Bills that have been introduced would make it harder for city council members to cash in by serving on multiple city commissions, (part of the trick in 'earning' those big salaries. And bills seek to toughen ethics-training (puerile, ridiculous as you can teach a criminal soul LAW but you can't make him give up GIVING THEFT a TRY.) There are laws that will require city administrators each year to publicly disclose their salaries, car allowances, bonuses and deferred compensation payments. Now that's better.  Other planned measures would seek to block pension spiking. But at last count, there are 10,000 other cities in America where such laws don't exist, so the whole BELL CITY affair is like a 'perfect drawing board of a crime,' that will have the effect of luring criminal types to run for office. The way John DILLINGER turned every city's ghetto scum into consummate bank robbers during the Great Depression.

One Assemblyman in California,  Gil Cedillo,  has come up with a bill to outlaw a practice in Bell in which the city allegedly made money by towing the cars of sober immigrants from DUI checkpoints if they did not have proper ID. But that gets in the way of LA's mayor's VILLARAIGOSA's most lucrative CAR THEFT GANG.  Fat chance that law has of succeeding, but hey, if GIL CEDILLO runs for anything, I'd vote for him.

Another idea, called 'close the barn door after the horse is gone was Tony Strickland's GOP bill stripping pension benefits from any elected felon, inspired by former Bell City Administrator Robert Rizzo, who has been charged with misusing public funds but could still receive retirement checks if convicted. And hey, his chances of being convicted are nil.

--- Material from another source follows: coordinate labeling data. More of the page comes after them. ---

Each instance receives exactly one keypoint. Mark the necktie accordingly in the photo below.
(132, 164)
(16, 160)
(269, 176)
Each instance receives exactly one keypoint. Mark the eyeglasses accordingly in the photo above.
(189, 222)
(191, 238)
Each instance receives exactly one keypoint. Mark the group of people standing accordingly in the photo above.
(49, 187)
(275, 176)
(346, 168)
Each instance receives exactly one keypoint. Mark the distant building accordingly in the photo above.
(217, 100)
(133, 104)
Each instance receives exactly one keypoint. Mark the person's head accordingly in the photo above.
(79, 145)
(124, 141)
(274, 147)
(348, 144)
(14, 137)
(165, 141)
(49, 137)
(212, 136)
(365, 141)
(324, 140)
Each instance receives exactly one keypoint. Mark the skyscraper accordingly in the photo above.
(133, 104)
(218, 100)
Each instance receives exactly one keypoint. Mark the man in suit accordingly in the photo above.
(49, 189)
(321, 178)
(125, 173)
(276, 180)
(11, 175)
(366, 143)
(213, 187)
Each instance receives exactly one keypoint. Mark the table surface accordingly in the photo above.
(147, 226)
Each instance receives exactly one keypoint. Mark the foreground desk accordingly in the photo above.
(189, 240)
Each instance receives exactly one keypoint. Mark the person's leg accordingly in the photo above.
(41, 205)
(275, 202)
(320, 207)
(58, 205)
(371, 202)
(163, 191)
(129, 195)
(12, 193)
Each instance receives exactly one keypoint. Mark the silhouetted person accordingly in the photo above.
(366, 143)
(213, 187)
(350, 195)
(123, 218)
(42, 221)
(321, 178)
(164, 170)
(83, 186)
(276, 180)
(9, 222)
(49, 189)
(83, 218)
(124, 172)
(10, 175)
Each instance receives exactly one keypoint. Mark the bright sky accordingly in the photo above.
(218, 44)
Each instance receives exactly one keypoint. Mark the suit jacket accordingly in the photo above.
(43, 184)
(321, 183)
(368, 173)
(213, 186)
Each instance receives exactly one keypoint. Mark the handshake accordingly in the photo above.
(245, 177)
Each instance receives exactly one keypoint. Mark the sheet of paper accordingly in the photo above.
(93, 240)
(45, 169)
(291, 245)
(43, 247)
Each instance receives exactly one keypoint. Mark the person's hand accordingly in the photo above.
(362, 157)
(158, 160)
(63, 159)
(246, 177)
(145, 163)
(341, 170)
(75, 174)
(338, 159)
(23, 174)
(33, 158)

"The taxpayers shouldn't pay for a lifetime of benefits for someone who violated the public trust,'' said Strickland. The lawmaker said he was alarmed when The Times reported last year that Rizzo's annual salary of nearly $800,000 meant he could get a state pension of $600,000. Since then, the California Public Employees Retirement System has said that a lack of documentation for some pay raises means Rizzo will receive much less, but he still could get more than $80,000.

Strickland's bill would apply to non-elected city, county and school officials who are convicted of felonies involving their public duties. It applies only to crimes committed after Jan. 1, 2012 disqualifying them from receiving the portion of their pension contributed by taxpayers. Count on the G.O.P for a soft bill.

The state cannot legally deprive officials of the money they paid into the system themselves, so their contributions would be refunded to them without interest, Strickland said ---and you can imagine how much Rizzo paid into the system. So count on GRAFT and car towing, and HIGH HOUSE taxes and a Mayor with his hand in the PIE TO THE ELBOW...coming to a city near you soon!

BELL ARTICLE found in I won't make it a live link cuz sometimes TIMES erases an old article. But google Rizzo and city of Bell and you'll find dozens discussing how bullet proof this crime is ... which is why citizens have to urge local reporters to do oversight. ALL the time.